Clinical Research Unit, London School of Hygiene & Tropical Medicine Keppel Street, London, WC1E 7HT, UK.
Malar J. 2010 Apr 14;9:95. doi: 10.1186/1475-2875-9-95.
Rapid diagnostic tests (RDTs) for malaria are at the early stages of introduction across malaria endemic countries. This is central to efforts to decrease malaria overdiagnosis and the consequent overuse of valuable anti-malarials and underdiagnosis of alternative causes of fever. Evidence of the effect of introducing RDTs on the overprescription of anti-malarials is mixed. A recent trial in rural health facilities in Ghana reduced overprescription of anti-malarials, but found that 45.5% patients who tested negative with RDTs were still prescribed an anti-malarial.
A qualitative study of this trial was conducted, using in-depth interviews with a purposive sample of health workers involved in the trial, ranging from those who continued to prescribe anti-malarials to most patients with negative RDT results to those who largely restricted anti-malarials to patients with positive RDT results. Interviews explored the experiences of using RDTs and their results amongst trial participants.

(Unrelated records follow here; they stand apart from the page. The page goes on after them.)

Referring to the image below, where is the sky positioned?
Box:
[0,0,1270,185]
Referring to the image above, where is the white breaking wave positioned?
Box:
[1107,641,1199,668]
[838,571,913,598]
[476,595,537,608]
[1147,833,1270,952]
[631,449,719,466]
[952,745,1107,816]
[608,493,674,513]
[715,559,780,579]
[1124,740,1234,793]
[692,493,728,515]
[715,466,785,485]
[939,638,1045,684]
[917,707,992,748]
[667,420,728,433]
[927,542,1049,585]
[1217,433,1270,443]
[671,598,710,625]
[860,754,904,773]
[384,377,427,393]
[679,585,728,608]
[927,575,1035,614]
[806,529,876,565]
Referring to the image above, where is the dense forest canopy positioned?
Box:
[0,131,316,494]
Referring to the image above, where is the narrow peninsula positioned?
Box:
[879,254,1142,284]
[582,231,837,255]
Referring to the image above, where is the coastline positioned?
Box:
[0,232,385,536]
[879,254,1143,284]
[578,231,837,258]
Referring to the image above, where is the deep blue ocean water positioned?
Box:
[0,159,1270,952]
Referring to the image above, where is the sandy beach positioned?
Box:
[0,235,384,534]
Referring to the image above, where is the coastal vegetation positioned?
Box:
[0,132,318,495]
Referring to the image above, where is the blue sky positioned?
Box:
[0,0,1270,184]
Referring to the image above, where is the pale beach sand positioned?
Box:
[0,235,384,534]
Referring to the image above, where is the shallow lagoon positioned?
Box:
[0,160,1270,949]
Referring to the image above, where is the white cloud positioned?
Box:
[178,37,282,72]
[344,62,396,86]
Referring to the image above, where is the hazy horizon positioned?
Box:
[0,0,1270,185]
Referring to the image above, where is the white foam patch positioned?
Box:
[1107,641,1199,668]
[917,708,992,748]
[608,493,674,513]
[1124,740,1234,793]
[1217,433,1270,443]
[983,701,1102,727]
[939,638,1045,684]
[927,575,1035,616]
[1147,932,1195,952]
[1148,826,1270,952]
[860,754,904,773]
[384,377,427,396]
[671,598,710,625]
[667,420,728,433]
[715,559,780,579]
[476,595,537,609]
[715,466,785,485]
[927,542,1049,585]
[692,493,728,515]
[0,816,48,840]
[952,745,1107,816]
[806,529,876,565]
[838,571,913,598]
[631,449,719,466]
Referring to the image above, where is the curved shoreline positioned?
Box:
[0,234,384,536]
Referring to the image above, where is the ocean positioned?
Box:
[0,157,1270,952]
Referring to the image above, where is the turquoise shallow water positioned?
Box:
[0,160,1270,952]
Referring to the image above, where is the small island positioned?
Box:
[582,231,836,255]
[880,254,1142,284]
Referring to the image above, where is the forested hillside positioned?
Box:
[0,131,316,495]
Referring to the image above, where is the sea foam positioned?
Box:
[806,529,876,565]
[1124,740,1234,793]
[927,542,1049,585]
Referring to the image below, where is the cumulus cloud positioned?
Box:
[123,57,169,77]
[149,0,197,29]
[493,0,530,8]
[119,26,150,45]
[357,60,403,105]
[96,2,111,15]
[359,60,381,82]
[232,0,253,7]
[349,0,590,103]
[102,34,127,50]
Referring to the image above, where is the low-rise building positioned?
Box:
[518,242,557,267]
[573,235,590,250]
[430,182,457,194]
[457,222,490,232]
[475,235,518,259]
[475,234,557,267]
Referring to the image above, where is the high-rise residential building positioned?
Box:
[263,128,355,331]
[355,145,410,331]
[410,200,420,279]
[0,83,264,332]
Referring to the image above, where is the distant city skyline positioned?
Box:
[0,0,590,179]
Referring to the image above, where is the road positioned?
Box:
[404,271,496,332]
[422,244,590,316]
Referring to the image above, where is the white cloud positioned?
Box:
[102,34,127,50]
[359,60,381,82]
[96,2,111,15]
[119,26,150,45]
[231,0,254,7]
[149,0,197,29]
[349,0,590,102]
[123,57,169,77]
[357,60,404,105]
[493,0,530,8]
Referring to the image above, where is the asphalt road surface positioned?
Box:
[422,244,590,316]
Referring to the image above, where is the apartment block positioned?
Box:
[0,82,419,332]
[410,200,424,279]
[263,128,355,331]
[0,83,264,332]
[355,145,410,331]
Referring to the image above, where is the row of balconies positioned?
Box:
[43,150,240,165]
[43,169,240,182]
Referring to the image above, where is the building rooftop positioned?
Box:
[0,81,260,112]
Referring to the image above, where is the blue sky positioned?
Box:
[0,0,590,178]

Meanings of RDTs were constructed by health workers through participation with the tests themselves as well as through interactions with colleagues, patients and the research team. These different modes of participation with the tests and their results led to a change in practice for some health workers, and reinforced existing practice for others. Many of the characteristics of RDTs were found to be inherently conducive to change, but the limited support from purveyors, lack of system antecedents for change and limited system readiness for change were apparent in the analysis.
When introduced with a limited supporting package, RDTs were variously interpreted and used, reflecting how health workers had learnt how to use RDT results through participation. To build confidence of health workers in the face of negative RDT results, a supporting package should include local preparation for the innovation; unambiguous guidelines; training in alternative causes of disease; regular support for health workers to meet as communities of practice; interventions that address negotiation of health worker-patient relationships and encourage self-reflection of practice; feedback systems for results of quality control of RDTs; feedback systems of the results of their practice with RDTs; and RDT augmentation such as a technical and/or clinical troubleshooting resource.
快速诊断检测(RDT)在疟疾流行国家处于早期引入阶段。这对于减少疟疾过度诊断以及随之而来的宝贵抗疟药物过度使用和发热其他原因的漏诊至关重要。引入 RDT 对过度开具抗疟药物的影响证据不一。加纳农村卫生机构最近进行的一项试验减少了抗疟药物的过度开具,但发现 45.5%的 RDT 检测结果为阴性的患者仍被开具了抗疟药物。
对该试验进行了定性研究,对参与试验的卫生工作者进行了深入访谈,他们来自继续为大多数 RDT 检测结果为阴性的患者开具抗疟药物的人员到基本仅为 RDT 检测结果为阳性的患者开具抗疟药物的人员。访谈内容涉及参与试验的人员使用 RDT 及其结果的经验。
卫生工作者通过参与检测本身以及与同事、患者和研究团队的互动,构建了 RDT 的含义。这些与检测及其结果的不同参与模式导致一些卫生工作者的实践发生了变化,而对其他人则加强了现有实践。研究发现,RDT 的许多特点本身就有利于变革,但从供应商处获得的支持有限、缺乏变革的系统前因以及变革的系统准备不足在分析中显而易见。
当 RDT 引入时,如果只提供有限的支持套件,它们会被各种解释和使用,这反映了卫生工作者如何通过参与学习如何使用 RDT 结果。为了在面对 RDT 检测结果为阴性时增强卫生工作者的信心,支持套件应包括为创新做准备的当地措施、明确的指南、针对疾病替代病因的培训、定期为卫生工作者提供机会,使其能够以实践社区的形式聚集、解决卫生工作者与患者关系协商问题的干预措施以及鼓励对实践进行自我反思的干预措施、RDT 质量控制结果的反馈系统、RDT 检测实践结果的反馈系统以及 RDT 增强,例如技术和/或临床故障排除资源。